Essays on mathematics and art as visual expression. Mathematical forms rendered visually can give aesthetic pleasure; certain works of art--Max Bill's Moebius band sculpture, for example--can seem to be mathematics made visible. This collection of essays by artists and mathematicians continues the discussion of the connections between art and mathematics begun in the widely read first volume of The Visual Mind in 1993. Mathematicians throughout history have created shapes, forms, and relationships, and some of these can be expressed visually. Computer technology allows us to visualize mathematical forms and relationships in new detail using, among other techniques, 3D modeling and animation. The Visual Mind proposes to compare the visual ideas of artists and mathematicians--not to collect abstract thoughts on a general theme, but to allow one point of view to encounter another. The contributors, who include art historian Linda Dalrymple Henderson and filmmaker Peter Greenaway, examine mathematics and aesthetics; geometry and art; mathematics and art; geometry, computer graphics, and art; and visualization and cinema.

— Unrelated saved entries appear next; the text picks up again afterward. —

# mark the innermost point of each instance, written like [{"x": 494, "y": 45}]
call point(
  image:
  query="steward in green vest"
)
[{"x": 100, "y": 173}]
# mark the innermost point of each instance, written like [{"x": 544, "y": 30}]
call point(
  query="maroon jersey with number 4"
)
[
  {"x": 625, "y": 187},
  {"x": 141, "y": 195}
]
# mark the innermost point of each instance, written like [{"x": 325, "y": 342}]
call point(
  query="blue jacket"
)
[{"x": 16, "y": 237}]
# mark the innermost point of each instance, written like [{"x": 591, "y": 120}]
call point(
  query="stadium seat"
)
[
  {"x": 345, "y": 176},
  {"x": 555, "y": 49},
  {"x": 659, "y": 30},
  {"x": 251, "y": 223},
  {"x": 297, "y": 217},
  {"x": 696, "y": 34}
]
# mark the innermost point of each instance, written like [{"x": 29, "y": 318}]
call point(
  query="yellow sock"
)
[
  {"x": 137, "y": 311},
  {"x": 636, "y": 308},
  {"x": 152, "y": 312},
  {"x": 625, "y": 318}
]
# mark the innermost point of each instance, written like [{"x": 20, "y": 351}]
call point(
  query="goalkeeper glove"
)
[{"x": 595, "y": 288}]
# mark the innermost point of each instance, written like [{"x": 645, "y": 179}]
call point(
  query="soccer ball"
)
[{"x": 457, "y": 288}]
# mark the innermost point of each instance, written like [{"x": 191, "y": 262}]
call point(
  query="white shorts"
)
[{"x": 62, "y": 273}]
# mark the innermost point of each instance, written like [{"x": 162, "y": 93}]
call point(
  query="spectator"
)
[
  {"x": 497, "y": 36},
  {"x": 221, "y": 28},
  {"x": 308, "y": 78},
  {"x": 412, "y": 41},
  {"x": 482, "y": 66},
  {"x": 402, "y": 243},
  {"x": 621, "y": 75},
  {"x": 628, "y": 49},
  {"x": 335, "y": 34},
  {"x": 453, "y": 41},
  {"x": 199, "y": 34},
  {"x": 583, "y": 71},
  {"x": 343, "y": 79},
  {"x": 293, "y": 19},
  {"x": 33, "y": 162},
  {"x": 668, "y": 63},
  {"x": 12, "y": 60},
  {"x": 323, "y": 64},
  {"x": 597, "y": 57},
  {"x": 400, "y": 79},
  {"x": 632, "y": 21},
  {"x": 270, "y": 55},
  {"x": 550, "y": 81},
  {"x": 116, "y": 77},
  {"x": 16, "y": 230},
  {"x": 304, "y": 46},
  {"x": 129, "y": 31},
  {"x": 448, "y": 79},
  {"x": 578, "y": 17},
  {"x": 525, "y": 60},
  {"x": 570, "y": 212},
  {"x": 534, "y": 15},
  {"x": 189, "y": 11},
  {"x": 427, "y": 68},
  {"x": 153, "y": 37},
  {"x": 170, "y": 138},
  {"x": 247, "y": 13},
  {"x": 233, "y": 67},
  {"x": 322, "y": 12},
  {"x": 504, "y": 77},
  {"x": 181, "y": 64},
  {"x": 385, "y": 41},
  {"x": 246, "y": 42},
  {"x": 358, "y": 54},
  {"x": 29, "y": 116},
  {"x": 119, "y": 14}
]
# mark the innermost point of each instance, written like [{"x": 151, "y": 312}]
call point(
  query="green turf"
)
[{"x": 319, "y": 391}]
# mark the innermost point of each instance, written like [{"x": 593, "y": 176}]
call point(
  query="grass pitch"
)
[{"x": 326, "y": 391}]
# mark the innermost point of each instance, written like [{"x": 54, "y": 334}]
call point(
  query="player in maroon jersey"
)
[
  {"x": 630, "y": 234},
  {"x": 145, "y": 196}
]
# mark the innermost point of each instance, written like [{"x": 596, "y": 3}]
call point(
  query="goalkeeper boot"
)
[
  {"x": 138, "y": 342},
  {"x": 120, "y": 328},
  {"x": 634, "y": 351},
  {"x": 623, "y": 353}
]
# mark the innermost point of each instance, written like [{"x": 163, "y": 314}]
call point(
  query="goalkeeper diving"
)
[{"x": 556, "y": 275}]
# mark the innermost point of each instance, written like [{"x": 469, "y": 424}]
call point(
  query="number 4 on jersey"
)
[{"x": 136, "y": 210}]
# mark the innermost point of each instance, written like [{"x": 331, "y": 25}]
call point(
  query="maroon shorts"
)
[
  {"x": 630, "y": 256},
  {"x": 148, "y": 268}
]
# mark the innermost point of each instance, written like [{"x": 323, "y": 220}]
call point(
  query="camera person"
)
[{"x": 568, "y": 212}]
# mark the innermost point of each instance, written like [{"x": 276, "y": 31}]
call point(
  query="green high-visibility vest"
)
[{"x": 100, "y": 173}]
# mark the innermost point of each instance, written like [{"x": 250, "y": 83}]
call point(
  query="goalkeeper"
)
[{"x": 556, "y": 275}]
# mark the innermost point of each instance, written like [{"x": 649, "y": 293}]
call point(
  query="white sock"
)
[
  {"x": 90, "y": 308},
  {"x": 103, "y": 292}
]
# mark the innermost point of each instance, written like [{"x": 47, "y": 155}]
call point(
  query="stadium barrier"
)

They discuss such topics as aesthetics for computers, the Guggenheim Museum in Bilbao, cubism and relativity in twentieth-century art, the aesthetic value of optimal geometry, and mathematics and cinema.

Customer Reviews

1 rating

A Feast for the Eye, Mind and Spirit

This splendid book is a feast for the eye, mind, and spirit. It is a sequel to the 1993 book, The Visual Mind: Art and Mathematics, also edited by Michelle Emmer, an Italian professor of mathematics. It uses visual examples and thoughtful essays to explore the intersection of the disciplines of mathematics and art. Here are some highlights of this fascinating collection: There are several articles on mathematically-themed sculptures that display unusual concavities, knots, interlacements, and Mobius-style twists, with detailed analyses by their creators. There is an essay relating Picasso's cubism to Einstein's Theory of Relativity; another uses computer simulation to generate approximations of Paul Klee's art; a third illustrates explains the importance of circle packings in Japanese art and culture. There is a beautifully- photographed description of architect Frank Gehry's computer-assisted development of models for the Guggenheim Museum in Bilbao, Spain. Also outstanding are essays on the depiction of mathematics and mathematicians in relatively recent movies and another on the role of beauty in the evolution of mathematical proofs. My one complaint is that these articles are very uneven in terms of overall quality and accessibility by non-mathematicians; some are scholarly papers that require the knowledge of college-level mathematics. This book is excellent; however Emmer's first book, mentioned above, is even better. It's out of print but well worth searching for.